A cursory glance at the Waldheim Appliance Profit and Loss Statement and the Applicant’s income tax return for 2010 indicates many other expenses, including vehicle, office supplies, telephone, etc., that yielded a net income of $8,124. It is not clear why the GD member chose to disregard these presumably legitimate business expenses; if he did not believe they represented valid costs of doing business, he did not say so in his decision.

[21] Finally, although this ground was not argued by the Applicant, there may be an arguable case that the GD erred in failing to deduct depreciation and amortization (or Capital Cost Allowance, as it is known for the purpose of calculating income tax) in determining the Applicant’s self-employment income for 2010. Although CCA does not represent an outlay of cash, it is nonetheless generally regarded as a deductible expense because it represents a valid cost of doing business.

First Specialist Referral

[22] The Applicant alleges the GD erred in finding he was first referred to a specialist in December 2010, when in fact he had previously seen Dr. Markland, a rheumatologist, in May 2009—prior to the end of the MQP.

[23] In paragraph 28 of its reasons, the GD analyzed the medical evidence, remarking “Only in December 2010 was the Appellant referred to a specialist.” The Applicant’s representative submits that the GD replicated an error originally made by the Respondent in its Submissions by the Minister and which she attempted to correct in her letter to the GD dated March 9, 2015 (p. GD5-10).

[24] A review of the hearing file reveals indications that the Applicant did receive a referral to Dr. Markland on April 27, 2009 (as seen in Dr. Bayly’s clinical notes on p. GD4-94, among other documents). This issue is material because the GD based its finding, in part, on a supposed lack of treatment prior to the end of the MQP.

[25] In my view, this ground has a reasonable chance of success on appeal.

New Documents

[26] Based on my review of the file, the prescription receipts and Dr. Markland’s May 2009 letter were not before the GD at the time of hearing. If the Applicant is asking me to consider those additional documents, reassess the evidence and decide in his favour, I am unable to do so at this stage given the constraints of subsection 58(1) of the DESDA. Neither a Leave Application, nor an appeal, provides an opportunity to hear the merits of a case anew. In short, there are no grounds on which I can consider the documents noted above for the purposes of an application for leave to appeal.

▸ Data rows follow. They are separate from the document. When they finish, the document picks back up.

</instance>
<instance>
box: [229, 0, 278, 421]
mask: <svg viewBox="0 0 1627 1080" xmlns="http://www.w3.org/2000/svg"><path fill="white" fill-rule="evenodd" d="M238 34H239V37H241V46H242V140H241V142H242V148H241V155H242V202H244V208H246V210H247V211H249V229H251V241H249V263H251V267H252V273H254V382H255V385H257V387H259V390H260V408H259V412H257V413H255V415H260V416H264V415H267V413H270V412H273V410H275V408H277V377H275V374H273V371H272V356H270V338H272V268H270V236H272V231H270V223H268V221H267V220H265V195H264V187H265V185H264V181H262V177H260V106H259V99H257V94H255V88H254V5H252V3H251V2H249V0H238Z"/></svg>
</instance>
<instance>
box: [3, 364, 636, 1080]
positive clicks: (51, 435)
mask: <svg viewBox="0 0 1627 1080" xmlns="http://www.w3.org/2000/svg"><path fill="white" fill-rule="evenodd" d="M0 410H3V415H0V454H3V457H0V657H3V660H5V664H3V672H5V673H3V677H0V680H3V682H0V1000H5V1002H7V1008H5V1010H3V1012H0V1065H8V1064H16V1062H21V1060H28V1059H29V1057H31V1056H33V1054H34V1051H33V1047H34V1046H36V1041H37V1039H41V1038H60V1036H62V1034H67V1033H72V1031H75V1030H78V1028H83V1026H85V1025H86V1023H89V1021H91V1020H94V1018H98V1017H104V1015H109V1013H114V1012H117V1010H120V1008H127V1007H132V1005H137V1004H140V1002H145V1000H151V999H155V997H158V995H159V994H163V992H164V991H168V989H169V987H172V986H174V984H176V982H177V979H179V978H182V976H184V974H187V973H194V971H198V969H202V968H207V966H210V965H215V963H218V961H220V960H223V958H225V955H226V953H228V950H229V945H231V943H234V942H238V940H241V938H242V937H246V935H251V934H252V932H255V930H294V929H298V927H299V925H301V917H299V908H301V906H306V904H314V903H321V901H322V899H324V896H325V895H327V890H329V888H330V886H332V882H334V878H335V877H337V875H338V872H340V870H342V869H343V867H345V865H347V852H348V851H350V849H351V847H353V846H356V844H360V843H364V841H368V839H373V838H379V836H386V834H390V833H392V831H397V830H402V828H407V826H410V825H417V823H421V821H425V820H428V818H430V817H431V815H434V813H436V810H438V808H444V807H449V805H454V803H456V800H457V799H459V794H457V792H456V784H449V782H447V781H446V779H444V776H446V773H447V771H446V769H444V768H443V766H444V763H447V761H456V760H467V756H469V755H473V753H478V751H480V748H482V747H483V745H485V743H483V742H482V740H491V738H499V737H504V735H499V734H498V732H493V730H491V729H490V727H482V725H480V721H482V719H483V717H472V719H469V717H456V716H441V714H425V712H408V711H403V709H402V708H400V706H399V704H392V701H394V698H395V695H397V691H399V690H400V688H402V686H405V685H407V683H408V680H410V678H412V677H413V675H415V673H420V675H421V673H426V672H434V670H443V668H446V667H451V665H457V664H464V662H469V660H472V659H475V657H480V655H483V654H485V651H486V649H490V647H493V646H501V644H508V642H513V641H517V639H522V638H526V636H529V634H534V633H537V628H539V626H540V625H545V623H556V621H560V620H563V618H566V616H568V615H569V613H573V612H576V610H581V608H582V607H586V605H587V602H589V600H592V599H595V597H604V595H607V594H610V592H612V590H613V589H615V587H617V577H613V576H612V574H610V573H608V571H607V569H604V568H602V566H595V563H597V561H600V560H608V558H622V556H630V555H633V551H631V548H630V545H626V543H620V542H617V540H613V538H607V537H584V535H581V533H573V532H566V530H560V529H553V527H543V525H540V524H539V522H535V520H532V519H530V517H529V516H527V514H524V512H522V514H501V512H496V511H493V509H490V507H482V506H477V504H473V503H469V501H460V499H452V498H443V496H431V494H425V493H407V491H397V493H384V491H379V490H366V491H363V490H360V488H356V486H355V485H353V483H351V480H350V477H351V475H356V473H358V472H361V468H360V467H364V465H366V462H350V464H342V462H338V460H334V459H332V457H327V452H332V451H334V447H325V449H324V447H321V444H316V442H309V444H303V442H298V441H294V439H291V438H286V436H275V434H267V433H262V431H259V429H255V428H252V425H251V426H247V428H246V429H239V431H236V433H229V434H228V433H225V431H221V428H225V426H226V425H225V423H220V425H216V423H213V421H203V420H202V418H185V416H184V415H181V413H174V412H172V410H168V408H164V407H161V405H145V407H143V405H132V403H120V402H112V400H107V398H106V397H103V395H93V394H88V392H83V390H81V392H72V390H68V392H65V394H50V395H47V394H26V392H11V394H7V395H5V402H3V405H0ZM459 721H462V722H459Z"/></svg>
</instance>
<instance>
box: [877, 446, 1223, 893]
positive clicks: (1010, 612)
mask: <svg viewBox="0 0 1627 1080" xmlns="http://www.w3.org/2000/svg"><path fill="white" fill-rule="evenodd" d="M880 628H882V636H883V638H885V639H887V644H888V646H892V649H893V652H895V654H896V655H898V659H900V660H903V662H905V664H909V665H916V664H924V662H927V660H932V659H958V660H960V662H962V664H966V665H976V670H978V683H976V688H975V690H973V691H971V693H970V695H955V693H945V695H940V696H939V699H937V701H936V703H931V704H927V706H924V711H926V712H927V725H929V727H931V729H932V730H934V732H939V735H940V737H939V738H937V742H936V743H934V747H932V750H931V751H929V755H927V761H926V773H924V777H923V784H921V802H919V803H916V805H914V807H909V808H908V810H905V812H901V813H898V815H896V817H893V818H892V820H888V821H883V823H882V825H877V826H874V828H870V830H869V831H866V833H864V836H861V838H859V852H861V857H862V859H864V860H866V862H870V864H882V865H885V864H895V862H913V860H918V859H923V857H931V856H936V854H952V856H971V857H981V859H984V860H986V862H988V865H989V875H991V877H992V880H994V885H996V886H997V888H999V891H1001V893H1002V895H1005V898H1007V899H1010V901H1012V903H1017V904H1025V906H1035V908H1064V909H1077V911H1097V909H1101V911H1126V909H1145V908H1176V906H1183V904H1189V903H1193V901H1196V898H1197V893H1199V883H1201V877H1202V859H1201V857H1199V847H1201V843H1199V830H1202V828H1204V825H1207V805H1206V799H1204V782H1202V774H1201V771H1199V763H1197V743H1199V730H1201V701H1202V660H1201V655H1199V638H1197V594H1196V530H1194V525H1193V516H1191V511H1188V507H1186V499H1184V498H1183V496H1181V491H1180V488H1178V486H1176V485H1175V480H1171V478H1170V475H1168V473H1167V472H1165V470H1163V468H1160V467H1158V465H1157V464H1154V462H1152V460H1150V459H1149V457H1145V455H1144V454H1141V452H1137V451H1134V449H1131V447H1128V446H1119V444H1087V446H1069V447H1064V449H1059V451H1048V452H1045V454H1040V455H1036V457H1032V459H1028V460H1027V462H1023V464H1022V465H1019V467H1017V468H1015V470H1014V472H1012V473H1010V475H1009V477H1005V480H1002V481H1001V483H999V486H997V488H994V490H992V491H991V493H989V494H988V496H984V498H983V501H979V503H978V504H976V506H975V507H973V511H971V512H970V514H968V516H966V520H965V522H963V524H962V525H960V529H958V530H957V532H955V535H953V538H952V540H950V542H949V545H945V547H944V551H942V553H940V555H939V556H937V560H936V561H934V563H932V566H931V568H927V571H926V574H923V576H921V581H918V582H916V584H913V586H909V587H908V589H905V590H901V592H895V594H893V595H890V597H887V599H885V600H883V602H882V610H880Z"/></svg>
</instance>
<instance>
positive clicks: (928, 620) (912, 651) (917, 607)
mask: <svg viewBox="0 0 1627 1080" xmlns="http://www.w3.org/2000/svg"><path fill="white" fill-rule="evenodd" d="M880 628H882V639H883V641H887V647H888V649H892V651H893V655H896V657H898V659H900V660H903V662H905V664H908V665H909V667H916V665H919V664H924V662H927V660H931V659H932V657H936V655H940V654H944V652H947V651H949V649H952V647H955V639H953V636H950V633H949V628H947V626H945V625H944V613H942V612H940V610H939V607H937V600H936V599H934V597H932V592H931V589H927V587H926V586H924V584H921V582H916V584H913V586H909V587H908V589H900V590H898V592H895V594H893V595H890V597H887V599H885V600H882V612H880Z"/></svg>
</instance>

[27] If there are any new facts or records which the Applicant intends to file in an effort to rescind or amend the decision of the GD, he must now comply with the requirements set out in sections 45 and 46 of the Social Security Tribunal Regulations and file an application to rescind or amend with the GD. Subsection 66(2) of the DESDA requires that an application to rescind or amend be made within one year after the day on which the decision in question is communicated to the parties. Under paragraph 66(1)(b) of the DESDA, an applicant must show that the new fact is important and would not have been discovered at the time of the hearing with the exercise of reasonable diligence.

Conclusion

[28] As indicated, the Application for Leave to Appeal is granted on the grounds that the GD may have made the following factual and legal errors:

  1. Applying the standard contained in section 68.1 of the Canada Pension Plan Regulations for “substantially gainful earnings” to an application that was submitted before it came into effect;
  2. Making an assessment of the Applicant’s 2010 earnings from self-employment without regard to certain valid costs of carrying on business;
  3. Finding there was no specialist referral until December 2010, when in fact the Applicant saw a rheumatologist in May 2009—prior to the MQP.

[29] I invite the parties to make submissions in respect of the form of hearing (i.e. whether it should be done by teleconference, videoconference, other means of telecommunication, in- person or by written questions and answers).

[30] This decision granting leave to appeal does not presume the result of the appeal on the merits of the case.